Llegan los días más largos y con ellos el poder sacar más partido a las horas. Estas horas de menos compromiso temático busco ocio para mi mente, en la literatura erótica encuentro un espacio libre de ataduras compromisos y obligaciones. Esto me ha llevado a la lectura de esta magnífica obra literaria erótica.
Liberada de convencionalismos y amparada por la versatilidad del relato corto, Anaïs Nin nos hace navegar por lo más ilícito de las relaciones con el sexo.
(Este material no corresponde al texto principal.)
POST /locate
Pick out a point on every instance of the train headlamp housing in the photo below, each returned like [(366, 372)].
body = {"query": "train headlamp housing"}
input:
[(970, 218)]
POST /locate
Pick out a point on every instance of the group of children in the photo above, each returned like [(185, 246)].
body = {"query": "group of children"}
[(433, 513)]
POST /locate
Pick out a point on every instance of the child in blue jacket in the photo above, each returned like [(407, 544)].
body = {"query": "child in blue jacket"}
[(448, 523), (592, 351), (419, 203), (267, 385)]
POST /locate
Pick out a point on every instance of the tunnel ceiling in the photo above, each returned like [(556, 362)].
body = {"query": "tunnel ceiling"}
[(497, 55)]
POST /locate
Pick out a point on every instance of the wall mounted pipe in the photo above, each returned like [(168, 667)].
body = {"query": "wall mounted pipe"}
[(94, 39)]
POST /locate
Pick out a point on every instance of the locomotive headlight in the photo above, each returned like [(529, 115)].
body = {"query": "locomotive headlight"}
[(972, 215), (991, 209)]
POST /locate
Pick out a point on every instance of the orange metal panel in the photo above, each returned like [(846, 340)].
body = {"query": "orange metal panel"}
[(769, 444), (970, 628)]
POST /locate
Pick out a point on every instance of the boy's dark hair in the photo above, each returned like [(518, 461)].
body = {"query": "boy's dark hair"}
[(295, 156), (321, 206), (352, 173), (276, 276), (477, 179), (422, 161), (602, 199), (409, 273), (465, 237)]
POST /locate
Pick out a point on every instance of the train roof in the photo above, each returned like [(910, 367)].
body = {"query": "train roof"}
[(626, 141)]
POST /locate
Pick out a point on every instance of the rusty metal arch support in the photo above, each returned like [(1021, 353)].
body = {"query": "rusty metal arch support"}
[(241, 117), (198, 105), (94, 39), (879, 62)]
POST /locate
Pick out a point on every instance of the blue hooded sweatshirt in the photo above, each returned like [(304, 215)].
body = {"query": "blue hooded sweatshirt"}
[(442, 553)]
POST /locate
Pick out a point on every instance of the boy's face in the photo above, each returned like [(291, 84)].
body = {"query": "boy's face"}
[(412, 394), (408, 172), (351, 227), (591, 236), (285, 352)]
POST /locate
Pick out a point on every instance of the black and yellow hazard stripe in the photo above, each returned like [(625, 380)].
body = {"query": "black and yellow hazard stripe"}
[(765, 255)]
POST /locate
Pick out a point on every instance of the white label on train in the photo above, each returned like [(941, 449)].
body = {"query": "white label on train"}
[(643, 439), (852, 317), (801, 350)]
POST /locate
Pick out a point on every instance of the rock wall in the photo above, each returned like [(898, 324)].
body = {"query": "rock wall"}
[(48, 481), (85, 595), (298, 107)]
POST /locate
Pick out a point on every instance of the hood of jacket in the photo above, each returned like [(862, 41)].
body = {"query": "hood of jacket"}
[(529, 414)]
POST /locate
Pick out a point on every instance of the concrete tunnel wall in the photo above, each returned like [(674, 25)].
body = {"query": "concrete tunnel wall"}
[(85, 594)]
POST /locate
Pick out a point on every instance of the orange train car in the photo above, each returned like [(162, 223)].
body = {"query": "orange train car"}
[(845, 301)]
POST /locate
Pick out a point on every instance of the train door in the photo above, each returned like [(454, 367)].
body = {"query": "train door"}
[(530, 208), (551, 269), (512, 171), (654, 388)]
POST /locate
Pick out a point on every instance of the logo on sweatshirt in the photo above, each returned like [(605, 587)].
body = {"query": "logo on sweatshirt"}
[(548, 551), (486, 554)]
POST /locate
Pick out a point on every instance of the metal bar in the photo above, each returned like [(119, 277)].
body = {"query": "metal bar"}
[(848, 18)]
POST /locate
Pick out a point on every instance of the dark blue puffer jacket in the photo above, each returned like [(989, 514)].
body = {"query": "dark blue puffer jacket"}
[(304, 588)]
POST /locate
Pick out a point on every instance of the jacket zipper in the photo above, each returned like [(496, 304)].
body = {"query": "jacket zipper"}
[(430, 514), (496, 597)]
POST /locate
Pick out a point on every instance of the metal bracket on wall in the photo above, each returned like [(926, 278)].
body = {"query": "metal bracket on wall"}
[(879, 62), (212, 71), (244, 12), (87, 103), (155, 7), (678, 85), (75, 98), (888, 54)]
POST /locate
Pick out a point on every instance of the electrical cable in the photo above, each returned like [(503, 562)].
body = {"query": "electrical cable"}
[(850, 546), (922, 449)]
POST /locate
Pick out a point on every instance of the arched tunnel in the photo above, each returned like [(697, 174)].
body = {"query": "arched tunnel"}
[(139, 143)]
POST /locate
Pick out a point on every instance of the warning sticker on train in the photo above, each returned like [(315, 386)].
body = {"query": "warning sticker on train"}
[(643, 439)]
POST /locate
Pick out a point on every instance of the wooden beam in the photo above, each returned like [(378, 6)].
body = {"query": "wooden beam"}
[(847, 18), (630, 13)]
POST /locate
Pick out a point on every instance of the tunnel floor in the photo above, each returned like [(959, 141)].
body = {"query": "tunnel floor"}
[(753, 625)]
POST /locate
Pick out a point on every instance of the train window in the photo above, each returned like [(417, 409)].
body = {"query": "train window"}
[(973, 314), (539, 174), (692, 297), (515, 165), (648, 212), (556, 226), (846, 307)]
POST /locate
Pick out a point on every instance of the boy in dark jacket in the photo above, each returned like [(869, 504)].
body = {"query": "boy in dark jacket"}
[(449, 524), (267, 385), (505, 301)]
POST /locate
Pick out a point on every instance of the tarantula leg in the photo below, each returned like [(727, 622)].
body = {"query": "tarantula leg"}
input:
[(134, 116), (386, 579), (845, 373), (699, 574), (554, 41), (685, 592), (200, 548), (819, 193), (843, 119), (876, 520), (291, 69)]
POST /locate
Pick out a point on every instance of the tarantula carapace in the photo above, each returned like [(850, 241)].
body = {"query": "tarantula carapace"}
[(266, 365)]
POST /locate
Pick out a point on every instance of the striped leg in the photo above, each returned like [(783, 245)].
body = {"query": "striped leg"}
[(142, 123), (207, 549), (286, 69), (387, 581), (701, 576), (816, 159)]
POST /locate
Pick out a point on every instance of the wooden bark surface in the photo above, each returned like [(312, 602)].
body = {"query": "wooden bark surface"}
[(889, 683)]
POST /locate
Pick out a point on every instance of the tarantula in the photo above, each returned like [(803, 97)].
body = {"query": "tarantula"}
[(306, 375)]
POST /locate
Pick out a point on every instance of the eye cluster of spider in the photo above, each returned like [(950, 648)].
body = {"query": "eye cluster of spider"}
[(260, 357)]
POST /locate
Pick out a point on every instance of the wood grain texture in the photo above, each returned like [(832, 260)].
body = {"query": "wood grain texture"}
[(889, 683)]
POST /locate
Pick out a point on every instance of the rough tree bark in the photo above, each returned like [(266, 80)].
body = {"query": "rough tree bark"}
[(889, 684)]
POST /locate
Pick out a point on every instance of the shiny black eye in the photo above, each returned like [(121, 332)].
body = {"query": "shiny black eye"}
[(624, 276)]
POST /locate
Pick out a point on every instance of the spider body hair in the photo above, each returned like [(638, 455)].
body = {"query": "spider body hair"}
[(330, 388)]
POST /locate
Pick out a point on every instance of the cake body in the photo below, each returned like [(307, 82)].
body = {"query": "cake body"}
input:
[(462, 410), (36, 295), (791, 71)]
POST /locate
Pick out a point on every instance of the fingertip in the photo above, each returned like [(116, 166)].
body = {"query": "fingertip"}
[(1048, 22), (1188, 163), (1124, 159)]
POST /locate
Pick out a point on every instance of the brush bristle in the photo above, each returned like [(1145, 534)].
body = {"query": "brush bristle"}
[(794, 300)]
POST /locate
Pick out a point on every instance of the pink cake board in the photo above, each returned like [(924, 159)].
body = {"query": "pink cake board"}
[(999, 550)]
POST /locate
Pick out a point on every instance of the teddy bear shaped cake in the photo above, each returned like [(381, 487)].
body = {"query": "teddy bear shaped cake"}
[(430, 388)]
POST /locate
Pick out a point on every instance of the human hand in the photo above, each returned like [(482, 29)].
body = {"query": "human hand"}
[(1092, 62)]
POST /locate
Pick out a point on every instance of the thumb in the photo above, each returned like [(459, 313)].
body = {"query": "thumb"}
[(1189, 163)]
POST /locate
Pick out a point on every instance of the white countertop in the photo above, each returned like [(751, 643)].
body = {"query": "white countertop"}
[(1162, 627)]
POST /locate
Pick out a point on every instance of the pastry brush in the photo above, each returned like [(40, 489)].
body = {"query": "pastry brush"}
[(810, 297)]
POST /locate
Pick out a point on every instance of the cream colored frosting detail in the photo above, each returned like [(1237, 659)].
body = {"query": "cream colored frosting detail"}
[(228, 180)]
Tanto en solitario, en pareja o en grupo, paseando desde lo más admitido a lo más ilegal y pecaminoso, deja jugar a nuestra imaginación con escenas de alto contenido y erotismo que roza la pornografía, la acaricia y la hace arte.
Manos, bocas, pechos, falos, vellos, piernas, escenarios mundanos y cotidianos...son los protagonistas de una ley del deseo del que nadie puede escapar. Los protagonistas de los diferentes capítulos mezclan sus gustos y sus desafíos sexuales en vibrantes escenas que unas veces acaban en orgiásticas escenas y otras en desahogos más bidireccionales.
Lectura más que recomendable para los amantes de este tipo de temática. Nada burda y llena de calidad. La siguiente parada la haremos en El Amante de Lady Chatterley.